彼女たちが本気で魔法少女を魔女化の運命から解き放とうとしていることは、疑う余地もない。
「だが、この魔女を見て確信した。認めよう。お前たちの言葉には真実がある。魔法少女の解放とやらに協力すること、私としてもやぶさかではない」
心から忠誠を誓う、とまではいかないが。少なくとも彼女たちとの活動に手を抜くような真似はしないことを誓おう。それが未だ不明瞭ないくつかの真実へと近づくために必要な行為だと信じて。
すべては私の大事な人たちの平穏と未来のため、
私は獅子身中の虫として彼女たちの行為に加担する。
「では鶴喰夜鴉。あなたはこれから黒羽根として斥候部隊に配属します。ひとまずの指揮権はそこの白羽根にありますが、何か要望があればいつでも私に相談を」
「了解した」
「ええ。さて、紆余曲折ありましたが――歓迎しましょう鶴喰夜鴉。魔法少女の解放のため、その力を偉大なるマギウスの翼として羽ばたかせなさい」
「御意。この鶴喰夜鴉。全身全霊を持ってお前たちの目となろう」
都市を駆ける乙鳥ではなく、夜を睥睨する鴉として。
私は、この賢人たちの翼として在ろう。
◇
鶴喰達が去り、後にはウズメと葛葉の二人が残される。
「……しかし、良かったのですかなご当主殿?」
「何が」
「鶴喰さまですよ。

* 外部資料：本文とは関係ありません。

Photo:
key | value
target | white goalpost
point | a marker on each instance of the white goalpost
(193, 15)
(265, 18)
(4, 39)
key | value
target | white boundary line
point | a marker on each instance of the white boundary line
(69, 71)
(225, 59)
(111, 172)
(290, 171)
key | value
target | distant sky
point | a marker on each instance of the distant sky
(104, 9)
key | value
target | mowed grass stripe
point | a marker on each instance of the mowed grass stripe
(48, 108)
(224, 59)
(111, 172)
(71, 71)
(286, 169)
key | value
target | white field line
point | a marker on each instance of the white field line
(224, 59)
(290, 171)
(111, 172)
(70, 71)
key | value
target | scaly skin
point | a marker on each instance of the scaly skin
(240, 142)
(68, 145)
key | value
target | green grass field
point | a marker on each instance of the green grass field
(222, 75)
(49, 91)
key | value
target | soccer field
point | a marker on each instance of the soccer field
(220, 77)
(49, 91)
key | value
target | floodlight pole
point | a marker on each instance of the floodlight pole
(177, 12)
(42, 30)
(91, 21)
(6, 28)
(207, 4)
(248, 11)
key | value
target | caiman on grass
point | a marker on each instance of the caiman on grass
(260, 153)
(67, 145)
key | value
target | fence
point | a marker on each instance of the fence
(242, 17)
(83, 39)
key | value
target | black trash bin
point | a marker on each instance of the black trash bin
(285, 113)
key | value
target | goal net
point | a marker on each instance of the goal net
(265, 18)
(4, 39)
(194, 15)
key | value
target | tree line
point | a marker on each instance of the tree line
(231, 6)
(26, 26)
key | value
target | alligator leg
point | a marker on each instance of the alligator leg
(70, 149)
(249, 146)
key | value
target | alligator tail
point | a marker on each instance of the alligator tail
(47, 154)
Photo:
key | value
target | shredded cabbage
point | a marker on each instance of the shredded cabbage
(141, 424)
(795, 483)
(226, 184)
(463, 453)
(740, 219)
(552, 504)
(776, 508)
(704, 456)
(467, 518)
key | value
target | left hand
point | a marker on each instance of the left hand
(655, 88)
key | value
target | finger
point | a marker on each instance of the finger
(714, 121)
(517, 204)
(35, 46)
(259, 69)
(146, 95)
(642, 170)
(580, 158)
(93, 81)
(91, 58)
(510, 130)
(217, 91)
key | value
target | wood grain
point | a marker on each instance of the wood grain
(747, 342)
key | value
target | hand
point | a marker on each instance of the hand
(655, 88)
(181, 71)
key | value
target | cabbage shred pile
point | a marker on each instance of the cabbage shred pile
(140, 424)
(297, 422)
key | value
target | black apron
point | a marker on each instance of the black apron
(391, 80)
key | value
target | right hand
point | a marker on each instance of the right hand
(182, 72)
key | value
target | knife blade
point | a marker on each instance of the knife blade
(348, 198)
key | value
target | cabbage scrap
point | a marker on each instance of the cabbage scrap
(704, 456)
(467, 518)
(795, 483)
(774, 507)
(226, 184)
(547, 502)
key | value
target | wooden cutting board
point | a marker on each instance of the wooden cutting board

彼女、どうみても正体を隠していたではありませんか。問い詰めて化けの皮を暴いてやってもよかったのではありませんか?」
「別に、後ろめたい思いを抱えた者などこの中にはいくらでもいます。自らの力を主張する分、彼女は誠実と言える。横から掠め取ろうというならまだしも、恩恵に預かるためにすり寄って来るなら拒む理由はない」
「それがマギウスに対する背信となってもですか?」
「仮に奴が不義理を働くなら、その時に首を落とせば済む話です。そもそも、それを言うなら真っ先に貴様の首を落としている。不確定要素が多少増えた程度ではお嬢様がたの計画に不備はありませんよ」
それに、とウズメは言葉を切る。
「予想外の事態はいつでも起こり得ます。それに備えるためならいくつかのリスクを抱えるのも必要となるでしょう。彼女ほどの猛者を抱えることでより良い結果を得られるなら、それぐらいは許容範囲です」
「まあ、まあ。度量の広いお方ですこと。それなら私めが余計な真似をするのはよしておきましょうか」
「当然。下らないことを考えている暇があるなら、イヴの生育に精を入れなさい」
「ンフフ、御意に」
〇沙羅ウズメ
固有武装【仕込み煙管】:刃が仕込んである。もっぱら自分の出血用。
固有魔法【血液操作/血戦甲冑】:自身の血液を自在に変形させて操る。魔法少女なので失血のデメリットを相殺でき、さらに操作自体の消費魔力は少ない。当人の技量が問われる奥深い魔法。
ウズメはこれ以外の魔法を汎用魔法含めて一切使用できず、また魔力付与による攻撃力の増加効果もない。
魔法少女姿は典型的な女侍。飾りっ気が微塵もない。ソウルジェムの位置は簪。
〇葛葉
魔法少女ではない日本の魔術師。つまり陰陽師。
度々描写されていた虫はこいつの偵察用式神『
好きなおやつは水まんじゅう。
〇あとがき
そういうわけで、つばめちゃんはマギウスの翼サイドでやっていきます。
メインシナリオをいろはちゃん側で進めると順当に原作通りになるだけなので、思いっきりわちゃわちゃやるために魔法少女アヴェンジャーズ状態のマギウスの翼で盛大に暴れてもらおうというわけです。